Just as you do with the other advisers you work with, such as accounting and law firms, it’s a good idea to leverage all the expertise your bank can provide. Have them take a fresh look at your entire operation, from your day-to-day needs to whether you’re positioned to achieve your longer-term objectives.
Maximize Operational Efficiency
Leave no stone unturned when evaluating your current operation. There may be ways to improve even some of your more basic functions. Work with your bank to understand the following:
- Do you have the right types of accounts open for your day-to-day banking requirements?
- Are your transactional turnaround times as fast as you and your suppliers and customers need them to be?
- Is your fee structure in line with the value you’re receiving?
- Are you using the right products to achieve the right outcomes? Are there alternative products to manage your incoming and outcoming payments that offer reporting details, are less costly and easier to use for your internal processes?

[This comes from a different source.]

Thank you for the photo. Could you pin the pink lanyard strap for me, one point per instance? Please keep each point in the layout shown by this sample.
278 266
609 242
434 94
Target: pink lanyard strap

- Do you have ready access to information and reporting to help you make sound decisions?
Simplify Where You Can
With low unemployment, many companies can’t afford to have their employees spend time on tasks that don’t add value to the organization. Analyze the effort required to accomplish certain functions and see if they can be simplified. Are there digital platforms that can make conducting transactions more efficient? Are there ways to automate your cash management activities, such as consolidated accounts payable or receivable reports? Make sure you’re not only using the right tools, but that your employees understand how to use them to their full capabilities.
Make Sure You’re Protected
Test all of your fraud risk management protocols. Your bank should be keeping up with the latest fraud threats, including social engineering. Mitigating fraud risk isn’t just your bank’s responsibility; establish fraud-mitigation processes so that your employees are also vigilant against fraudsters.
Optimize the Use of Excess Cash
Revisit the yield you are receiving on your excess cash. Do you have the right investment policies in place? Is your cash working as hard as it can for you? With a higher cost for capital in the current interest rate environment, you may be able to make strategic investments in your business without having to borrow.
We constantly have conversations with clients who are trying to navigate this environment. While we know there are many external variables beyond their control that impact their businesses, addressing the issues outlined here can help ensure that their financial position isn’t one of them.